There are a lot of qualities both personally and financially that one must have to be a good day trader. One that often gets overlooked is remembering to incorporate your expenses into your trade outcome.

The “invisible eighth” is a factor that no one — not even a member of the New York Stock Exchange — can overcome. The bid and asked price is never less than an eighth apart. If the market is 45 1/4 to 3/8 when you buy, you will as a rule, pay 45 3/8. Were you to sell it would be at 45 1/4. This hypothetical difference follows you all through the trade and has been designated by the writer as the “invisible eighth.”

The tape reader who is a non-member of the exchange must, therefore, realize that the instant he gives an order to go long or short 100 shares, he has lost an eighth of a point. In order that he may not fool himself, he should add his commissions to his purchase price, or deduct them from his selling price immediately.
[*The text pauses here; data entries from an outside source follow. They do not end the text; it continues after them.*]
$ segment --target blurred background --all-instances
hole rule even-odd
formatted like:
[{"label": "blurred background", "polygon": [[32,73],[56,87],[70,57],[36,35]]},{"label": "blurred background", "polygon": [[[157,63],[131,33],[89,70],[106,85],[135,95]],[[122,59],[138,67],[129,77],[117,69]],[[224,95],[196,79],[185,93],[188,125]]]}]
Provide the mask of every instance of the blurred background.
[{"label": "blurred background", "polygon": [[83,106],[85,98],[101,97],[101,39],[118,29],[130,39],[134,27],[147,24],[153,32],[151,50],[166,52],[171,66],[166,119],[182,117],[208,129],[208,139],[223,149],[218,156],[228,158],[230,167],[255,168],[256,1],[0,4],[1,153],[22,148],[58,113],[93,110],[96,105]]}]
People who boast of their profits usually forget to deduct expenses. Yet it is this insidious item that frequently throws the net result over to the debit side.

The expression is frequently heard, “I got out even, except for the commissions,” the speaker evidently scorning such a trifling consideration. This sort of self-deception is ruinous, as will be seen by computing the fixed charges on a trade of 100 shares.

Bear in mind that a loss of the commission on the first trade leaves double that amount-to be made on the second trade before a dollar of profit is secured.

It therefore appears that the tape reader’s problem is not only to eliminate losses, but to cover his expenses as quickly as possible. If he has a couple of points profit in a long trade, there is no reason why he should let the stock run back below his net buying price.

Here circumstances seem to call for a stop order, so that no matter what happens, he will not be compelled to pay out money. This stop should not be thrust in when net cost is too close to the market price. A small reaction must be allowed for.

A tape reader is essentially one who follows the immediate trend. An expert can readily distinguish between a change of trend and a simple, minor reaction.

When his mental barometer indicates a change he does not wait for a stop order to be caught, but cleans house or reverses his position in an instant. The stop order at net cost is, therefore, of advantage only in case of a reversal, which is sudden and pronounced.

A stop should also be placed if the operator is obliged to leave the tape for more than a moment, or if the ticker suddenly is out of order. While he has his eye on the tape the market will I tell him what to do. The moment this condition does not exist he must act as he would if temporarily stricken blind he must protect himself from forces that may attack him in the dark.